On devrait convaincre les mécontents de la valeur symbolique de la disparition de la déclaration ethnique et du BLS, et cela, tout en sachant que le calcul ethnique et les intérêts sectaires ne disparaîtront pas du jour au lendemain. Un symbole possède sa propre force qui, tôt ou tard, imprègne les esprits et opère la transformation souhaitée par la volonté du plus grand nombre. Et il s’agit aussi de convaincre le public que le calcul ethnique ne profite qu’à une petite clique qui gravite autour du pouvoir et nullement à l’ensemble d’une communauté quelconque.

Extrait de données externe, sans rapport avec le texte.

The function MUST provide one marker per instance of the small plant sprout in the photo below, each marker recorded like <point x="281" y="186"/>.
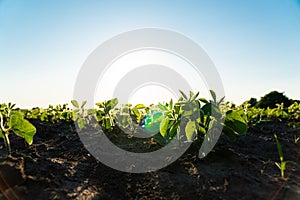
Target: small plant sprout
<point x="12" y="121"/>
<point x="282" y="164"/>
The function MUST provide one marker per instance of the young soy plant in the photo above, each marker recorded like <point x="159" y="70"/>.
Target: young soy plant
<point x="12" y="121"/>
<point x="282" y="164"/>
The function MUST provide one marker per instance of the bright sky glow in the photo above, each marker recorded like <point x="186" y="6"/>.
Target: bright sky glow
<point x="254" y="44"/>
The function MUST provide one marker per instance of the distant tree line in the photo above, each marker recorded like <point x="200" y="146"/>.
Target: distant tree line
<point x="271" y="99"/>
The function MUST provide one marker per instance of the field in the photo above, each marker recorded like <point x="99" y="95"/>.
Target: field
<point x="259" y="162"/>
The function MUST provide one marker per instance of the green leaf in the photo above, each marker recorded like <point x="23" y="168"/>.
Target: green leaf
<point x="75" y="103"/>
<point x="193" y="98"/>
<point x="1" y="134"/>
<point x="140" y="106"/>
<point x="203" y="100"/>
<point x="164" y="125"/>
<point x="81" y="123"/>
<point x="279" y="148"/>
<point x="183" y="95"/>
<point x="21" y="126"/>
<point x="83" y="104"/>
<point x="190" y="130"/>
<point x="213" y="94"/>
<point x="236" y="122"/>
<point x="171" y="104"/>
<point x="229" y="133"/>
<point x="113" y="103"/>
<point x="201" y="130"/>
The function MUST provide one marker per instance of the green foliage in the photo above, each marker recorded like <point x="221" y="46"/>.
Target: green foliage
<point x="12" y="121"/>
<point x="282" y="164"/>
<point x="198" y="115"/>
<point x="279" y="113"/>
<point x="80" y="115"/>
<point x="51" y="114"/>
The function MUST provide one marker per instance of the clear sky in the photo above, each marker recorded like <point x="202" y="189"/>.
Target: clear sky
<point x="255" y="44"/>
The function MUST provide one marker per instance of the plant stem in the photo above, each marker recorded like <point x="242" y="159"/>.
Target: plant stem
<point x="7" y="143"/>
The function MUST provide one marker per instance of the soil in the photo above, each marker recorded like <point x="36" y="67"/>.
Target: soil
<point x="57" y="166"/>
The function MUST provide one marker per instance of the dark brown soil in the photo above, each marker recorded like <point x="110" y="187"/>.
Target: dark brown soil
<point x="57" y="166"/>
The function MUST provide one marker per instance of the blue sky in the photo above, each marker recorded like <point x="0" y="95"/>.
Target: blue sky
<point x="254" y="44"/>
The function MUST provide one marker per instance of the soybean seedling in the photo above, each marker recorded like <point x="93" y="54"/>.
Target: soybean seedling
<point x="282" y="164"/>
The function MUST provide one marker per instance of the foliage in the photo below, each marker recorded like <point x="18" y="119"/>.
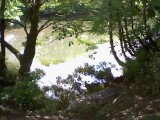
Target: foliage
<point x="145" y="69"/>
<point x="26" y="94"/>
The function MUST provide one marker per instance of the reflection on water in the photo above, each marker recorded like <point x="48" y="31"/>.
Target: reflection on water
<point x="63" y="69"/>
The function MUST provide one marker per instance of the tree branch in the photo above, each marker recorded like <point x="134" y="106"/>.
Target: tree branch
<point x="14" y="51"/>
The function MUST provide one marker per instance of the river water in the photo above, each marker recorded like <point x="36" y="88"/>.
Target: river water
<point x="103" y="54"/>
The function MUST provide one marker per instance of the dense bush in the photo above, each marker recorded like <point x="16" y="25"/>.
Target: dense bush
<point x="25" y="94"/>
<point x="144" y="69"/>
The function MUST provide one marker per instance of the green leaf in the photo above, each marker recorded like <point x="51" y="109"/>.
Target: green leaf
<point x="151" y="12"/>
<point x="155" y="2"/>
<point x="117" y="3"/>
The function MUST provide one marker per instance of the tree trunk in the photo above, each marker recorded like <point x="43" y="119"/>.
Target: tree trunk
<point x="2" y="29"/>
<point x="29" y="51"/>
<point x="111" y="36"/>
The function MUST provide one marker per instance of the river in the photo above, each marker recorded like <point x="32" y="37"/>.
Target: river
<point x="103" y="54"/>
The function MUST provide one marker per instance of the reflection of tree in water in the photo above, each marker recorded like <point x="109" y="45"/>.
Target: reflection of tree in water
<point x="75" y="86"/>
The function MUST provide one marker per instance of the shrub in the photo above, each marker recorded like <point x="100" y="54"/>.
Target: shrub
<point x="26" y="94"/>
<point x="145" y="69"/>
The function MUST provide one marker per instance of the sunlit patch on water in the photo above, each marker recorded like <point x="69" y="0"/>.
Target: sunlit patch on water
<point x="63" y="69"/>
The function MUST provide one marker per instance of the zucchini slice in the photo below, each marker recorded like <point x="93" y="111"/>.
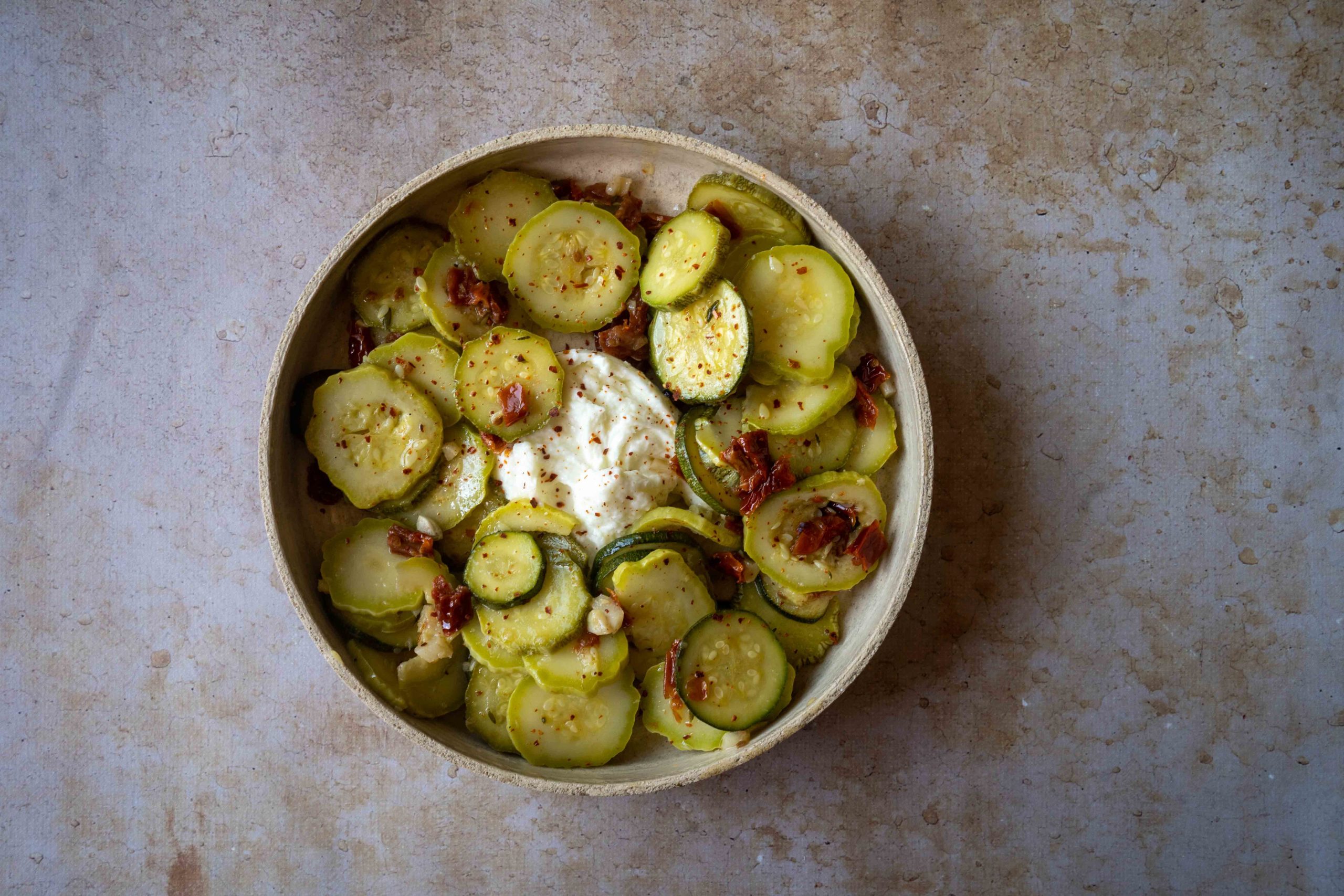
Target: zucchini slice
<point x="820" y="449"/>
<point x="730" y="669"/>
<point x="662" y="598"/>
<point x="365" y="578"/>
<point x="373" y="434"/>
<point x="382" y="281"/>
<point x="457" y="324"/>
<point x="673" y="721"/>
<point x="508" y="373"/>
<point x="487" y="650"/>
<point x="742" y="250"/>
<point x="580" y="668"/>
<point x="701" y="352"/>
<point x="683" y="260"/>
<point x="487" y="704"/>
<point x="804" y="642"/>
<point x="802" y="304"/>
<point x="771" y="531"/>
<point x="663" y="519"/>
<point x="791" y="409"/>
<point x="573" y="731"/>
<point x="506" y="570"/>
<point x="491" y="213"/>
<point x="573" y="267"/>
<point x="456" y="487"/>
<point x="623" y="544"/>
<point x="709" y="484"/>
<point x="426" y="363"/>
<point x="523" y="516"/>
<point x="874" y="448"/>
<point x="553" y="617"/>
<point x="804" y="608"/>
<point x="457" y="542"/>
<point x="752" y="206"/>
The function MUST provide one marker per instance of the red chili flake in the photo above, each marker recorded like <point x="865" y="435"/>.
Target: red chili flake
<point x="870" y="373"/>
<point x="822" y="531"/>
<point x="729" y="565"/>
<point x="867" y="546"/>
<point x="865" y="409"/>
<point x="361" y="342"/>
<point x="725" y="217"/>
<point x="452" y="605"/>
<point x="320" y="488"/>
<point x="466" y="289"/>
<point x="627" y="336"/>
<point x="512" y="404"/>
<point x="409" y="543"/>
<point x="628" y="213"/>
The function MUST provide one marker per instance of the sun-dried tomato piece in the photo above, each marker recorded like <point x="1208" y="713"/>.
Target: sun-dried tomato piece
<point x="822" y="531"/>
<point x="777" y="480"/>
<point x="627" y="336"/>
<point x="867" y="546"/>
<point x="409" y="543"/>
<point x="872" y="373"/>
<point x="865" y="409"/>
<point x="466" y="289"/>
<point x="729" y="565"/>
<point x="322" y="488"/>
<point x="361" y="342"/>
<point x="725" y="217"/>
<point x="512" y="404"/>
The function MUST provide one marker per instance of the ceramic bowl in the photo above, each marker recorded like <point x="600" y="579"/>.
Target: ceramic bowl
<point x="663" y="167"/>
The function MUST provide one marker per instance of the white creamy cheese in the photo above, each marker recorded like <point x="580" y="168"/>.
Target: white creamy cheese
<point x="606" y="458"/>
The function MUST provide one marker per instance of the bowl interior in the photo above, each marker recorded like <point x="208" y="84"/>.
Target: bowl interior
<point x="663" y="168"/>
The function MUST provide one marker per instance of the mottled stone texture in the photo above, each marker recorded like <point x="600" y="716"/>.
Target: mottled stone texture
<point x="1116" y="233"/>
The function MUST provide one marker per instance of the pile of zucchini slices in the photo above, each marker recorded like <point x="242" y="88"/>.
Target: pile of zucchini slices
<point x="695" y="620"/>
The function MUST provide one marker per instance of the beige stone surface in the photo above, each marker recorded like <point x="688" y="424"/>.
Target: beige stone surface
<point x="1116" y="234"/>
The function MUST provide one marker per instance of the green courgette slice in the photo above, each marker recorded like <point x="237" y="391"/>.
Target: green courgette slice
<point x="730" y="669"/>
<point x="573" y="731"/>
<point x="683" y="260"/>
<point x="491" y="213"/>
<point x="802" y="304"/>
<point x="573" y="267"/>
<point x="382" y="281"/>
<point x="506" y="570"/>
<point x="790" y="409"/>
<point x="425" y="362"/>
<point x="508" y="382"/>
<point x="701" y="352"/>
<point x="373" y="434"/>
<point x="752" y="207"/>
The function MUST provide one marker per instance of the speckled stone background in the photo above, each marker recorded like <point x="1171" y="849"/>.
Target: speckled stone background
<point x="1116" y="233"/>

Cependant de vives inquiétudes se font entendre dans la perspective où le choix des perdants reposerait sur le diktat du seul leader, ce qui écarterait d’un revers de main arrogant le vote des électeurs. L’autre faille concerne le seuil de 10% que devraient atteindre les partis pour être présentables; c’est l’enterrement assuré de petits partis qui sont susceptibles de gagner la confiance des électeurs.

C’est en toute connaissance de cause que, dans un contexte où le pouvoir monte en flèche à la tête et crée des hallucinations sur la valeur réelle des détenteurs de pouvoir, que nous pouvons garder une certaine réserve sur certains aspects de la réforme.

Finalement, pour la majorité d’entre nous, l’essentiel réside dans la réforme de la classe politique.

Qui sont dignes de représenter le peuple et le pays?

Faut-il se désoler d’avance que la médiocrité pourrait continuer à régner dans les plus hautes instances ?

Faut-il craindre que cette attitude n’attire d’autres médiocres?

Car ils ont l’art de faire fuir ceux qui leur font de l’ombre. Certains se sont installés à l’Assemblée nationale avec un niveau académique frôlant tout juste le HSC. Un walk-out énervé d’un soi-disant ambassadeur à la salle de conférences de Grand-Baie reflète bien ce manque d’éducation et de maturité qui caractérise bon nombre de mâles au comportement tyrannique dès lors que leurs souhaits ne sont pas des ordres.

Et quid de la valeur «larzan par tous les moyens» chez les représentants du peuple, Monsieur le Président? L’ICAC, ne serait-elle qu’une parodie de bataille anti-corruption ?

L’exemple vient de ceux qui pavoisent comme des faux role models et qui, par leur comportement, déteint sur les autres.

Une véritable refonte de la classe politique écarterait la bande pour qui le pays est un plaisir: cocktails, voyages, luxe et bénéfices de toutes sortes.

En attendant que les exigences venant du peuple s’imposent quant à la qualité des candidats sur les listes, nous souhaitons vivement l’avènement d’une autre réalité : None of the above comme le Aam Aadmi Party l’avait obtenu en Inde.